Around the age of 15, although I had been studying music and organ since I was 9. I was initially more interested in science — mainly physics / astrophysics and electronics engineering. Following the release of my first album in 1982 at age 17 (Música, Mito e Mistério) and the shows which followed, I found myself later writing music and performing in Florida at 19, then attending Berklee College of Music as a scholarship recipient. At that point, I was sure I wanted to pursue an artistic career.

What is your guilty pleasure?

I could say an occasional shot of single malt Scotch and a piece of pure, fair-trade dark chocolate.

What was your favorite musical moment on the album?

If I had to pick just a single moment, I’d say the “multi-polyrhythmic” section in Driven at app. 3:21 – 3:47 when both Ernie and I roll with polyrhythms whilst varying tempi and time signature feel. Right before the take I said to Ernie, “just flow with the music and dive into the polyrhythms.” We talked about it for a minute, but the take was totally fresh and the feeling building up to that musical climax was fantastic. Try tapping your foot to the tempo when the section starts landing on the downbeat at the segment’s end… it’s fun!

What does this album mean to you personally?

A very organic and spontaneous musical experience. A “return to basics” — live-in-the-space “analog” music making. Experiencing the moment through music.

I personally feel we may have gone too far into all-things-digital when it comes to music. This is a completely different experience than composing a concerto or symphonic work for the concert stage when musicians perform what is on the pages. Also different from working on a myriad of projects where computers and software were in the mix.

It means a lot to me to be in a space with other musicians, play real instruments, and capture those sonic waves via analog audio live in the space — spontaneity, open-mindedness, and a rather human music-making experience. I felt I very much needed it, and many fellow artists and musicians have shared similar feelings. Today’s lifestyles, distances, and digital facilities can often hinder one’s ability to pursue such human experiences.

Is there a specific feeling that you would like communicated to audiences in this work?

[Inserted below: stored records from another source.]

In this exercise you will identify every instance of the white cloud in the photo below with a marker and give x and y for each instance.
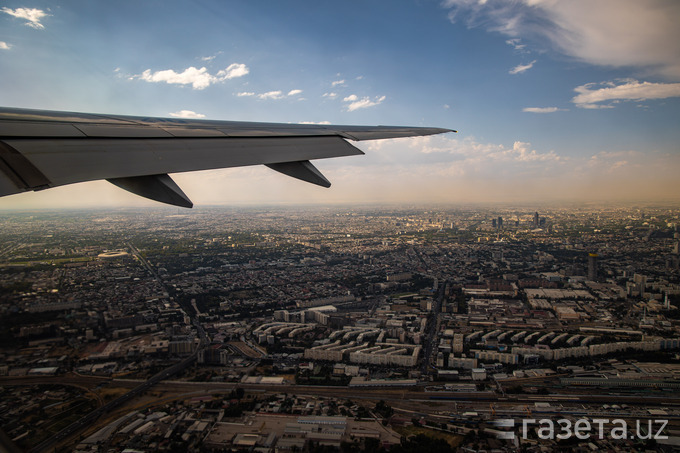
(233, 71)
(187, 114)
(271, 95)
(516, 43)
(31, 15)
(522, 68)
(275, 94)
(594, 96)
(616, 33)
(355, 103)
(199, 79)
(541, 109)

Openness, Synergy, Coexistence, Freedom. Music in itself is a universal human language, it transcends labels, genres, borders… it can bring people together. It can speak to all.

  • Miguel Kertsman

    Miguel Kertsman’s compositions organically reach beyond genres and boundaries. They encompass classical symphonic, chamber, and vocal music for the Concert Stage, as well as experimental, progressive rock, jazz, and film/game scores.

    His classical works have been commissioned, performed, and recorded by international artists such as conductor Dennis Russell Davies, the London Philharmonic Orchestra, Bruckner Orchestra Linz, Saint Paul’s Chamber Orchestra, São Paulo State Orchestra, Chamber Orchestra of the Vienna Symphony, mezzo-soprano Angelika Kirchschlager, guitarist John Williams, and others.